Show Posts

This section allows you to view all posts made by this member. Note that you can only see posts made in areas you currently have access to.


Messages - tjchick

Pages: [1]
1
Linux Applications / Mplayer Development And Optimization For Arm
« on: November 13, 2007, 05:38:08 pm »
Just a quick update from me, mostly of interest to the angstrom people...

You may remember I hacked mplayer/ffmpeg to actually use iwmmxt rather than just compiling them.

I got VC times of apx 43 seconds for the doom clip running on angstrom.

Now I am using *the same binary* and get VC times of 37 seconds on the latest Angstrom test images, so something has changed, maybe cache support or iwmmxt support in the kernel. Anyhow, my results are now about the same as my tests on cacko with attys mplayer.

If I use the default mplayer included in the angstrom iwmmxt feeds, I see VC of 52 seconds. I'm going to take a look, and try the svn version.

Cheers,
Tim

2
Linux Applications / Mplayer Development And Optimization For Arm
« on: March 23, 2007, 06:00:21 pm »
Quote
You can try to override idct by using '-lavdopts idct=<some_number>'  in atty's build and test it. After getting the numbers we can see if it is really IPP that matters, or maybe atty's build has some other optimizations.

I did try it, and using the non-IPP IDCT produces results which are comparable ish. atty mplayer is still faster by 10% or so, so there are still a few more tweaks I need to sort out, but it was 40% better when using ipp.

Cheers,
Tim

3
Linux Applications / Mplayer Development And Optimization For Arm
« on: March 21, 2007, 11:10:00 am »
On cacko on c1000, I see:
VC: 36.186
VC: 36.927
VC: 37.662
VC: 36.932
VC: 37.016

And similar figures for sys. Cacko uses attys mplayer, which still seems to be the best by quite a margin!

At a guess this is due to IPP for IDCT.

Thanks,
Tim

4
Linux Applications / Mplayer Development And Optimization For Arm
« on: March 15, 2007, 04:05:03 pm »
Quote
Quote
Yes, IWMMX needs OS support, as well as having the right processor. Unfortunatly I (and others) can not find a simple, portable method for detecting this. So the only option is to try and use iwmmxt is it is compiled in - you need to turn on compile switches to get it.
That's probably fine.
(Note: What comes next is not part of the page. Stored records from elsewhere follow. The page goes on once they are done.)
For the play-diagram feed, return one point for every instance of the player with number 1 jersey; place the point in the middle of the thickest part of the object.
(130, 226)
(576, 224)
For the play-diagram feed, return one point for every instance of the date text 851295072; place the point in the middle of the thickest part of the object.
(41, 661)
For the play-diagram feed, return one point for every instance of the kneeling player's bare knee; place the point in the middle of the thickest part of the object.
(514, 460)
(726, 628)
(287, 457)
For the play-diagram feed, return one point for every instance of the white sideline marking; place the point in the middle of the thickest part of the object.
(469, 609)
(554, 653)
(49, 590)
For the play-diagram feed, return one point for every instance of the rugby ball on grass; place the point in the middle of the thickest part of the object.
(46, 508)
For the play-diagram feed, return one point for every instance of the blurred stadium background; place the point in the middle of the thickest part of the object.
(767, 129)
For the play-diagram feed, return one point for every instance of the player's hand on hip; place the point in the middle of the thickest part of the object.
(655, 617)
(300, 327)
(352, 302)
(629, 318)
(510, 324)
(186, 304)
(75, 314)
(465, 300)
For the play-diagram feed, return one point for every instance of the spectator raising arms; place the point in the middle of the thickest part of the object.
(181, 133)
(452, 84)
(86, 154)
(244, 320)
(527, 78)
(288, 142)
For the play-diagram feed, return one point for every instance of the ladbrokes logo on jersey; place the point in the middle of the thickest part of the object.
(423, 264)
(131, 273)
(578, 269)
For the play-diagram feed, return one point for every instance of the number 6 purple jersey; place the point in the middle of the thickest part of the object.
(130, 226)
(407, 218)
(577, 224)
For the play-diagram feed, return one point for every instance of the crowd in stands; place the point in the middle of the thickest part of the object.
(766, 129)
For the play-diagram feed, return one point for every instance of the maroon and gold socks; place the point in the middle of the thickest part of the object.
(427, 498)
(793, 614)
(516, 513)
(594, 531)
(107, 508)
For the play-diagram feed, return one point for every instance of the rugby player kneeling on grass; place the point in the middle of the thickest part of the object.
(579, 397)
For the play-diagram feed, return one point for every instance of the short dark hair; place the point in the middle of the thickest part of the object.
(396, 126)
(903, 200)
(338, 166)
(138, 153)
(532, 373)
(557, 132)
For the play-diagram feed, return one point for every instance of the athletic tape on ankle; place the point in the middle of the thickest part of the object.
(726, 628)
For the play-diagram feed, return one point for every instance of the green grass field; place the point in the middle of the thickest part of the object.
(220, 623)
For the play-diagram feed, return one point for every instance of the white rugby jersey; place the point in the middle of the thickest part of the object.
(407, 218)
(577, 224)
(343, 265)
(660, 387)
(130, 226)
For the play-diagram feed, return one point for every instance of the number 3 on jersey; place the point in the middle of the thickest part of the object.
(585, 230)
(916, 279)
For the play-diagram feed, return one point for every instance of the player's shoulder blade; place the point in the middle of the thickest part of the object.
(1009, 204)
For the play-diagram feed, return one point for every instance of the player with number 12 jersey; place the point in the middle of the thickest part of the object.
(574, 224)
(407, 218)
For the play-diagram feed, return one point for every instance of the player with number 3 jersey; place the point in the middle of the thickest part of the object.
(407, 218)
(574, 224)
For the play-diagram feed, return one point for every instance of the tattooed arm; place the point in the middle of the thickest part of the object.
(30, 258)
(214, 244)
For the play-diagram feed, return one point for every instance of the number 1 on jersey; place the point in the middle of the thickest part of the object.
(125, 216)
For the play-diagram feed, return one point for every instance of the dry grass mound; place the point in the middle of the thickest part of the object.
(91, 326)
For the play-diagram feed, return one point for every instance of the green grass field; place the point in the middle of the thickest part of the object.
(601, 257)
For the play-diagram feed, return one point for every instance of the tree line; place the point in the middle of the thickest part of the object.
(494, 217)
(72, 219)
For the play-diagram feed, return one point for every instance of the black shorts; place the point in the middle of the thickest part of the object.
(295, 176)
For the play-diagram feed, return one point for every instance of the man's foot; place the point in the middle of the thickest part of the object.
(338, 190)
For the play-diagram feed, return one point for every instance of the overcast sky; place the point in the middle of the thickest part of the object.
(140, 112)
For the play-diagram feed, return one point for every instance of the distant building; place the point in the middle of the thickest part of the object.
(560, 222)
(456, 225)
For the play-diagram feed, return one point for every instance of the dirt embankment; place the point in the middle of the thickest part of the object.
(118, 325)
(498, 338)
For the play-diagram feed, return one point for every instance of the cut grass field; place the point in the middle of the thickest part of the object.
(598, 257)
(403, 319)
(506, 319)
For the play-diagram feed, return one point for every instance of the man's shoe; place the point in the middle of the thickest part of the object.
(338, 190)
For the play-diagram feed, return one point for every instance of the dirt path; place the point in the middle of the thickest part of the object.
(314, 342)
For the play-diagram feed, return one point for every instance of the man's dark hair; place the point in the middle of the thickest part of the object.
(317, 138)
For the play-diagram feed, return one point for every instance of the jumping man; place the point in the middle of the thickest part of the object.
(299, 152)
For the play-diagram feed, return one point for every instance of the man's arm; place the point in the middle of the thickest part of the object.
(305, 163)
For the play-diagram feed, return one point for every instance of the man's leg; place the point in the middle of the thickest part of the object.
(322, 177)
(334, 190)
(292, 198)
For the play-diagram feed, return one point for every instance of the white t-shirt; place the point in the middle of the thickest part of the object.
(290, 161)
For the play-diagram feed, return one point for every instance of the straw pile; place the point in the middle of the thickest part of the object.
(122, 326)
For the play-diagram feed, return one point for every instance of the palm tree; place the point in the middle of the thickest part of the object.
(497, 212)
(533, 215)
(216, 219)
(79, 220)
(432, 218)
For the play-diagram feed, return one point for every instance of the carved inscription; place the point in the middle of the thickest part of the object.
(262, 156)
By the way, you can also try to compile MPlayer with the use of Intel IPP (Integrated Performance Primitives) library and check if it helps to improve performance.
I think it does, as I know the cacko mplayer-atty is faster again than "mine", and that uses the IPP stuff for idct. I was not really interested in trying it though, due to the license restrictions of IPP.

Quote
Quote
I also noted one more thing - the iwmmxt code does not provide the h363_inter function, so I canged ffmpeg to use the armv5 version. This provided a small speed increase.
This should not be a problem as dct_unquantize_h263_inter is not a performance critical function. But it is pretty much similar to dct_unquantize_h263_intra (which consumes a noticeable amount of decoding time, something like ~7%), so implementing it was quite easy. You can see some gprof output with the statistics about decoding this Doom video clip on Nokia 770:


On thing I'm going to do is compare the iwmmxt code against your armv5te code, performance wise.

Cheers,
Tim

5
General Discussion / Cacko.oesf.org Broken?
« on: March 15, 2007, 11:05:37 am »
Quote
this is the latest i have...
[div align=\"right\"][a href=\"index.php?act=findpost&pid=156402\"][{POST_SNAPBACK}][/a][/div]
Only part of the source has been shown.